Now everyone agrees that YouTube will soon be raking in money hand over fist.
Mark Mahaney of Citi called the CDN folks at RampRate to get their take on the latest consensus. They agree..
Mark’s breakdown of the cost structure jibes with our own research. And the points about Google’s cost advantages mirror Google’s explanation for why lots of folks were wrong about YouTube.

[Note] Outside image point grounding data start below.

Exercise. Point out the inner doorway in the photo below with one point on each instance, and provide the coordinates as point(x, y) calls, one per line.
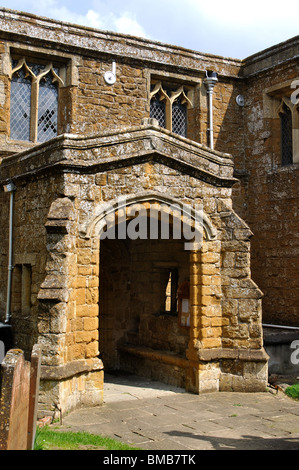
point(139, 281)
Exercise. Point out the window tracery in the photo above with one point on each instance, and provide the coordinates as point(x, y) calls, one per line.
point(34, 101)
point(169, 106)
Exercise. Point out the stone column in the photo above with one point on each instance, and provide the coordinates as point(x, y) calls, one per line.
point(203, 373)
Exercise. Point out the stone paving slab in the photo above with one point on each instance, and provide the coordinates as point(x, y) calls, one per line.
point(154, 416)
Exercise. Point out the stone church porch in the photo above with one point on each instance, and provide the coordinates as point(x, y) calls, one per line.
point(189, 317)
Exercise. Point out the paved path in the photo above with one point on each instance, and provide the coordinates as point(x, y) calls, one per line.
point(153, 416)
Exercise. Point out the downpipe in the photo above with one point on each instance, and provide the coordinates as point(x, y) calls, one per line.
point(210, 82)
point(10, 188)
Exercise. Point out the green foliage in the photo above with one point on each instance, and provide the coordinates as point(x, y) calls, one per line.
point(54, 439)
point(293, 391)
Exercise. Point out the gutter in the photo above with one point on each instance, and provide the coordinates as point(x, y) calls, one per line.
point(9, 188)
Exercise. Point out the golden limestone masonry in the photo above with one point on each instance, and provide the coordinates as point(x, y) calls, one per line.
point(148, 207)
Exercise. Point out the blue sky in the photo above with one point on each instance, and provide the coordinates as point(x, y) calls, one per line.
point(224, 27)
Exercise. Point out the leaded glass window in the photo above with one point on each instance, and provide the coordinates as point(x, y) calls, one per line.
point(158, 111)
point(169, 106)
point(179, 117)
point(34, 101)
point(286, 135)
point(20, 99)
point(47, 109)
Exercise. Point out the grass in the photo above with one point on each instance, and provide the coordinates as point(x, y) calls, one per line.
point(293, 391)
point(54, 439)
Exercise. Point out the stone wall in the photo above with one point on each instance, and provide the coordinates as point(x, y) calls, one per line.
point(107, 149)
point(272, 197)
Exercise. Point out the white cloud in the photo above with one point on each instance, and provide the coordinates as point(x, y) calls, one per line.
point(128, 24)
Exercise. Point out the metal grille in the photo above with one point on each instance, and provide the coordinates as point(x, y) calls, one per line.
point(157, 111)
point(20, 106)
point(286, 136)
point(47, 109)
point(179, 118)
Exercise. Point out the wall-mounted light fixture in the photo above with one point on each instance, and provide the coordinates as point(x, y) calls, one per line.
point(110, 77)
point(210, 81)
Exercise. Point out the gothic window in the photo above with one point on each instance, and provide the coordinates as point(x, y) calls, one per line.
point(169, 106)
point(289, 120)
point(34, 101)
point(286, 130)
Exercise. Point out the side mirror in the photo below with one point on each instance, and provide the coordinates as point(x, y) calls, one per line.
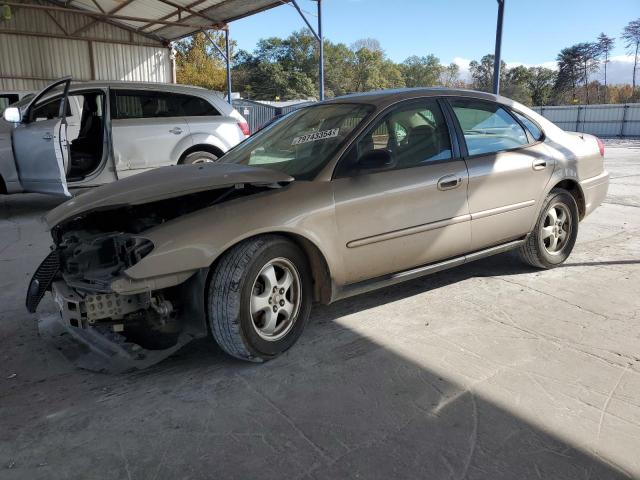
point(12, 114)
point(375, 160)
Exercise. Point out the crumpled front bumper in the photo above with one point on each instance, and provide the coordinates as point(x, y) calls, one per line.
point(98, 347)
point(100, 350)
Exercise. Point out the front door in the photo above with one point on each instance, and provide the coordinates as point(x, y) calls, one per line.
point(508, 170)
point(413, 211)
point(40, 144)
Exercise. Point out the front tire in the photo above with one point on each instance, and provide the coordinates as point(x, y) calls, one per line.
point(555, 233)
point(259, 298)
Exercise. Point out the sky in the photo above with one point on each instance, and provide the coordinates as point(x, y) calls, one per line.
point(457, 30)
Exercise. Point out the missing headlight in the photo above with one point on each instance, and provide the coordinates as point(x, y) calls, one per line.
point(91, 261)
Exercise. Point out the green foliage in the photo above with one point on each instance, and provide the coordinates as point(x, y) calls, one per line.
point(422, 71)
point(196, 64)
point(287, 68)
point(482, 73)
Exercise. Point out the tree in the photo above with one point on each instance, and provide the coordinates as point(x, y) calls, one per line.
point(422, 71)
point(588, 59)
point(605, 45)
point(631, 37)
point(370, 44)
point(482, 73)
point(372, 71)
point(197, 64)
point(541, 81)
point(569, 72)
point(450, 75)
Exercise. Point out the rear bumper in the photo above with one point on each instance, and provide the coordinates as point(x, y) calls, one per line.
point(595, 190)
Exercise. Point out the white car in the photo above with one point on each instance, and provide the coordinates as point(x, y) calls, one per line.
point(110, 130)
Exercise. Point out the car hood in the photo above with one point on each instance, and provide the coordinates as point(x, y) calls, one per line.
point(164, 183)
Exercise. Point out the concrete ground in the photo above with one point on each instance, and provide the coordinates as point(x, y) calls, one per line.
point(489, 371)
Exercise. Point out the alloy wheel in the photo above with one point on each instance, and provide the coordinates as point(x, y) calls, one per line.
point(275, 299)
point(556, 229)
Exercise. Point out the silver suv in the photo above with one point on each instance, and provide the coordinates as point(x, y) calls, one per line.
point(110, 130)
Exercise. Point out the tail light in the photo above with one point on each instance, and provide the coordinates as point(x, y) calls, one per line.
point(600, 146)
point(244, 126)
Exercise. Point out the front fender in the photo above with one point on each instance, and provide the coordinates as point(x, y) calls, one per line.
point(193, 242)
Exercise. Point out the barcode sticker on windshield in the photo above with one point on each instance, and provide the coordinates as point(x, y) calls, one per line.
point(312, 137)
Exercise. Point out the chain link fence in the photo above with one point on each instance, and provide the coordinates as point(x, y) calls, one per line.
point(607, 121)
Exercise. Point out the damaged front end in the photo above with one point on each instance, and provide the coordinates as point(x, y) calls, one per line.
point(106, 319)
point(100, 325)
point(99, 329)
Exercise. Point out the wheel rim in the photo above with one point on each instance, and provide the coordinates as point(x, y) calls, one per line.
point(556, 228)
point(203, 160)
point(275, 299)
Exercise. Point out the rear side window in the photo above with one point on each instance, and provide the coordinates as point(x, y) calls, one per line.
point(534, 130)
point(487, 127)
point(139, 104)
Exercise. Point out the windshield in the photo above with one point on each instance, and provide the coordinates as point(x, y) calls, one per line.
point(301, 143)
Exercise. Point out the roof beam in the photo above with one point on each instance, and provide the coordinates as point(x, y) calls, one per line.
point(223, 24)
point(55, 20)
point(86, 39)
point(107, 16)
point(172, 14)
point(95, 20)
point(187, 9)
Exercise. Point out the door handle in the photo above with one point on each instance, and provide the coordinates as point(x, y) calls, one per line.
point(539, 164)
point(449, 181)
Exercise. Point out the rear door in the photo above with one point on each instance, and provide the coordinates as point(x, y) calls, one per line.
point(40, 143)
point(413, 213)
point(508, 171)
point(147, 128)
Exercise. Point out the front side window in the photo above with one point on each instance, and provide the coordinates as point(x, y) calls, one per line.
point(414, 135)
point(301, 143)
point(487, 127)
point(48, 110)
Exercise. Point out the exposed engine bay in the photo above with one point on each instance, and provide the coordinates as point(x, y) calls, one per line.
point(90, 252)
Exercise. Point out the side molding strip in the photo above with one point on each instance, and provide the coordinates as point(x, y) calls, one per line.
point(407, 231)
point(506, 208)
point(395, 278)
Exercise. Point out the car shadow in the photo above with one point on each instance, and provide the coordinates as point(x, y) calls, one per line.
point(345, 406)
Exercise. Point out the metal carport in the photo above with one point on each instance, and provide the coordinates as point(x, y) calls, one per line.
point(147, 22)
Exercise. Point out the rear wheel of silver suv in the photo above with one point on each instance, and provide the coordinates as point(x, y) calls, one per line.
point(555, 233)
point(200, 157)
point(259, 298)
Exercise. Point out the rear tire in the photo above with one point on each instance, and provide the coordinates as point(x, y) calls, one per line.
point(200, 157)
point(259, 298)
point(555, 233)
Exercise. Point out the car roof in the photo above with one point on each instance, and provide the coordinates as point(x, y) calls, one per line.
point(383, 98)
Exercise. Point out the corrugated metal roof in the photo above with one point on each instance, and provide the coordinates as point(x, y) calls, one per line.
point(188, 16)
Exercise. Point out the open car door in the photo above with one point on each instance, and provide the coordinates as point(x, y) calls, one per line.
point(40, 141)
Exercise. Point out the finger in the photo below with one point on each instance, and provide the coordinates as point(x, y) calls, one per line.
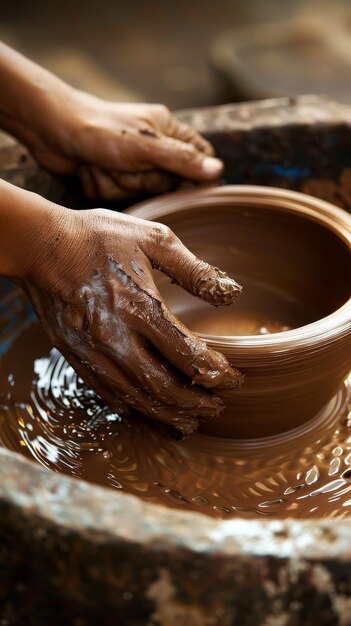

We Held A Call “Can YouTube Really Be ‘Very Profitable'” With CDN Experts From RampRate – On the call were Steve Lerner, Media Practice Director, and Alex Veytsel, Principal Analyst, at RampRate, a leading IT Services Sourcing firm. Steve and Alex discussed their recent findings on YouTube’s network cost structure per RampRate’s recent report, “YouTube: Google’s Phantom Loss Leader,” which can be found at www.ramprate.com. As Context, We See 3 Broad Factors To YouTube’s Profitability – 1) Level of ad monetization, which according to our proprietary tracking of the top 100 videos viewed, has been consistently around 40% over the last three quarters; 2) Advertising revenue share with content providers, which we guesstimate to be 50% to 75%; and 3) Network costs, which is what this report focuses on. The three specific takeaways from the call follow: 1. Three Major Network Costs Drivers For Online Video – 1) Paid Bandwidth, which includes agreements with National/local ISPs, is the largest cost, tho’ RampRate noted that bandwidth costs have been dropping about 20% each year over the past 5 years; 2) Storage, which can now be rented or bought — Storage for consumer offerings has become a commodity; & 3) Hardware, which can also be rented or bought at fairly economical prices today. 2. Peering Is YouTube’s Main Cost Advantage – It is likely that YouTube is peering a substantial portion of its traffic and buying bandwidth from Tier 1 ISPs at very low prices. Video Websites, like YouTube, also cache content at the edge of the network in order to reduce lag time and offers minimal disruption to the ISPs. Finally, ISPs favour peering with YouTube as it makes the most economic sense for the ISPs, reduces network strain, and doesn’t impact other users’ service. 3. Other Online Video Companies Can Be Profitable – RampRate believes that the cost to deliver online videos should not be a major obstacle in achieving profitability. Bandwidth, CDN services, hardware & storage costs have come down significantly over the past few years, and should continue to drop over time. The biggest hurdle to profitability is attaining sufficient user and usage volumes, obtaining contracts for content rights, and monetizing against the video content. Summary Takeaway – At the margin, we believe the assertion that YouTube can be “very profitable in the not too long distance future” is credible.